Ind. AG will testify against cell phone bill
INDIANAPOLIS (Legal Newsline) - Indiana Attorney General Greg Zoeller announced on Wednesday that he will lobby Congress on Friday against a federal bill related to telephone privacy rights.
Zoeller said that the bill would strip the telephone privacy rights of residents in his state. The Republican-backed bill, which is being considered in the U.S. House, would allow debt collectors and telemarketers to start dialing residents' cell phones. If approved, the law would override Indiana's "Do Not Call" law and lead to a flood of robocalls to people's phones, Zoeller said on Wednesday, the Associated Press reports.

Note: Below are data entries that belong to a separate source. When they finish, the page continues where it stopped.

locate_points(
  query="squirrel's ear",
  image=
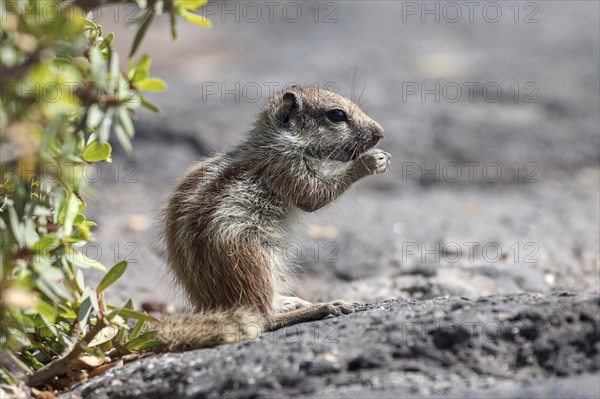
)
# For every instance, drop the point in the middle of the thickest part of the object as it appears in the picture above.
(291, 103)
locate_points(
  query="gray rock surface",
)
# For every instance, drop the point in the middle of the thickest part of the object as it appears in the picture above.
(408, 233)
(514, 346)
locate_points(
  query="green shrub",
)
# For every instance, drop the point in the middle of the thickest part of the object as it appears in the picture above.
(63, 96)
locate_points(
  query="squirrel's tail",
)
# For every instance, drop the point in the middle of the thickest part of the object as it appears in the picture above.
(209, 328)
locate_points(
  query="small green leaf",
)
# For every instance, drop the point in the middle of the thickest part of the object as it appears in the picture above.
(46, 310)
(82, 261)
(85, 307)
(126, 121)
(135, 331)
(150, 107)
(196, 19)
(173, 23)
(123, 139)
(107, 41)
(70, 211)
(46, 244)
(79, 280)
(152, 84)
(95, 152)
(132, 314)
(113, 275)
(144, 341)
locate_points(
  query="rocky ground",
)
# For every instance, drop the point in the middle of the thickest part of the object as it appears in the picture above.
(485, 196)
(514, 346)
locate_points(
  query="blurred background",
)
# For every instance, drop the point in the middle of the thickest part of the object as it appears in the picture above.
(491, 112)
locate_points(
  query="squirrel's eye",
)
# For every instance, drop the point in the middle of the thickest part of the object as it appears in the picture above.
(336, 115)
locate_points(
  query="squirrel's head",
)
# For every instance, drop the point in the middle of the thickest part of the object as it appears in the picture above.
(327, 125)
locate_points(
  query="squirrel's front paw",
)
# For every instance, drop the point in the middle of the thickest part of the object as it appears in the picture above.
(339, 307)
(374, 161)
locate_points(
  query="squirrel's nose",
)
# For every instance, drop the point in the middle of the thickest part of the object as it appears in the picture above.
(378, 131)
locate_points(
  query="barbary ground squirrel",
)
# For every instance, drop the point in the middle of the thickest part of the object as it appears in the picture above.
(225, 221)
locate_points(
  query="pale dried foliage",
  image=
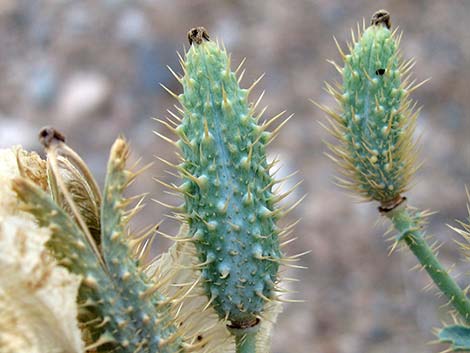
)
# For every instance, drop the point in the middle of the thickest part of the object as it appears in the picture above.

Zoeller plans to testify before the House Energy and Commerce Committee's Subcommittee on Communications and Technology.
"States' attorneys general would be unable to enforce our more strict state laws on 'Do Not Call' and (the proposal) would prohibit us from regulating junk faxes and prerecorded calls or text messages (to cellphones)," Zoeller said, according to the Associated Press.
The bill's supporters say it would update federal law to allow businesses to compete in an environment where cell phones have largely replaced landlines. They say the proposal makes modest updates to the Telephone Consumer Protection Act.

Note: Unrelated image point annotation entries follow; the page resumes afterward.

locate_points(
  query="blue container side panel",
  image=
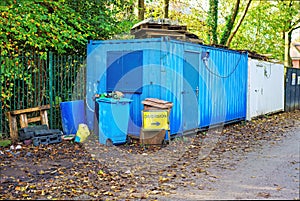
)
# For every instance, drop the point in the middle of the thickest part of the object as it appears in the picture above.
(172, 81)
(97, 66)
(222, 79)
(223, 85)
(72, 114)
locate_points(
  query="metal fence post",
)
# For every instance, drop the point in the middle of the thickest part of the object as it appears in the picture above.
(50, 65)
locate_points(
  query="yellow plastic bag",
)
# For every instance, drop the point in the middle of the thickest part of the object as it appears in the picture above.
(82, 133)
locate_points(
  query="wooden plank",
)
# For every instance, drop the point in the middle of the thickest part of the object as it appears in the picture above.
(34, 119)
(34, 109)
(13, 128)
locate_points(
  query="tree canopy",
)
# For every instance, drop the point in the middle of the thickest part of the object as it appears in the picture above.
(59, 26)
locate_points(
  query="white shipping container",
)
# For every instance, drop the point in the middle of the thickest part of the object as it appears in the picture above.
(265, 93)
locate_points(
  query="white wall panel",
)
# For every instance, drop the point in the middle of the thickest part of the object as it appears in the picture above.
(265, 88)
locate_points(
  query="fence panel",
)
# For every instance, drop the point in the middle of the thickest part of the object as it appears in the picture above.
(28, 80)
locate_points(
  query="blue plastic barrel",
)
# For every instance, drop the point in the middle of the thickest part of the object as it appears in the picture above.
(113, 118)
(72, 114)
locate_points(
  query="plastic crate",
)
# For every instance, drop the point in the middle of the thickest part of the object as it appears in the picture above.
(28, 132)
(113, 117)
(47, 139)
(47, 132)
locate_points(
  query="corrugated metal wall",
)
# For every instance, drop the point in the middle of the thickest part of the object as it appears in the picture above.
(169, 68)
(292, 89)
(265, 88)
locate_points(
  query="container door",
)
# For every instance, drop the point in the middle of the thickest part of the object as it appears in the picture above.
(190, 90)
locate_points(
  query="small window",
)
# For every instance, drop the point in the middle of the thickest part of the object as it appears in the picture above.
(125, 71)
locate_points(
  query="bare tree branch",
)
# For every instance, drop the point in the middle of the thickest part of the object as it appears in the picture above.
(238, 24)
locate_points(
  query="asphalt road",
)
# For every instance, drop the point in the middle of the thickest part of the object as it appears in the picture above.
(268, 172)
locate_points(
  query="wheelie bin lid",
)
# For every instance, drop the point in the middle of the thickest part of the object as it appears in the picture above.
(113, 100)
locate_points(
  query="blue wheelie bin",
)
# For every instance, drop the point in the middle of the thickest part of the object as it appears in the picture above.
(113, 117)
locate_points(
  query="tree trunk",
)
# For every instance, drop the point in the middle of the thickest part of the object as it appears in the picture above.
(166, 8)
(212, 21)
(141, 9)
(238, 24)
(230, 22)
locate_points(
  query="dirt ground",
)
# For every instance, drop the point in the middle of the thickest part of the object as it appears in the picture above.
(258, 159)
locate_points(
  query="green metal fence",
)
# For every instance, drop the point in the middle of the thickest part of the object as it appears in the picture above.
(30, 80)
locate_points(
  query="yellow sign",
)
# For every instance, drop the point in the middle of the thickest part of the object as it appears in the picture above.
(156, 119)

The proposal has few sponsors at this point - eight Republicans and one Democrat in the House - but a group of powerful business interests is supporting the measure. The U.S. Chamber of Commerce, Edison Electric Institute and American Bankers Association and approximately 12 other organizations sent a letter to the House Energy and Commerce Committee's Republican chairman and ranking Democrat in support of the measure.
"Congress should act now to modernize the TCPA's treatment of informational calls to consumers, while preserving its original intent to protect wireless consumers from unwanted telemarketing calls," the coalition wrote in the September 23 letter to Rep. Fred Upton (R-Mich.) and Rep. Henry Waxman (D-Calif.), according to the Associated Press.

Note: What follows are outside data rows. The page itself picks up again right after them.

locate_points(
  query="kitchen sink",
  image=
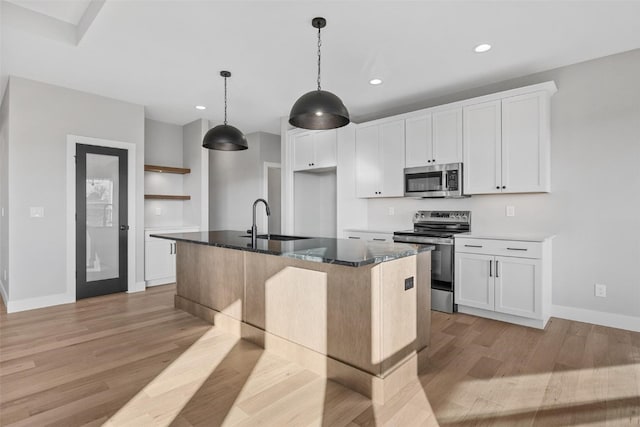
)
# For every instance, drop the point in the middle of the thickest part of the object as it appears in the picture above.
(279, 237)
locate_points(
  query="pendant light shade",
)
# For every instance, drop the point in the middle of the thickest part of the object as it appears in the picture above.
(225, 137)
(319, 109)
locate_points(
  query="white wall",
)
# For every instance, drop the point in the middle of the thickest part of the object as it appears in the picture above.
(315, 208)
(196, 210)
(594, 206)
(236, 180)
(41, 117)
(163, 147)
(4, 196)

Zoeller did not say whether any members of Indiana's congressional delegation will support him on this issue, though while in Washington he hopes to approach the lawmakers.
In Indiana, Zoeller is battling on multiple legal fronts to maintain the state's strict "Do Not Call" law and its ban on political robocalls. In September, a federal judge ruled that the state's ban on political robocalls violated a federal statute governing interstate communications. The Indiana Supreme Court is separately considering whether the state rightfully enforced the measure against the business FreeEats.com.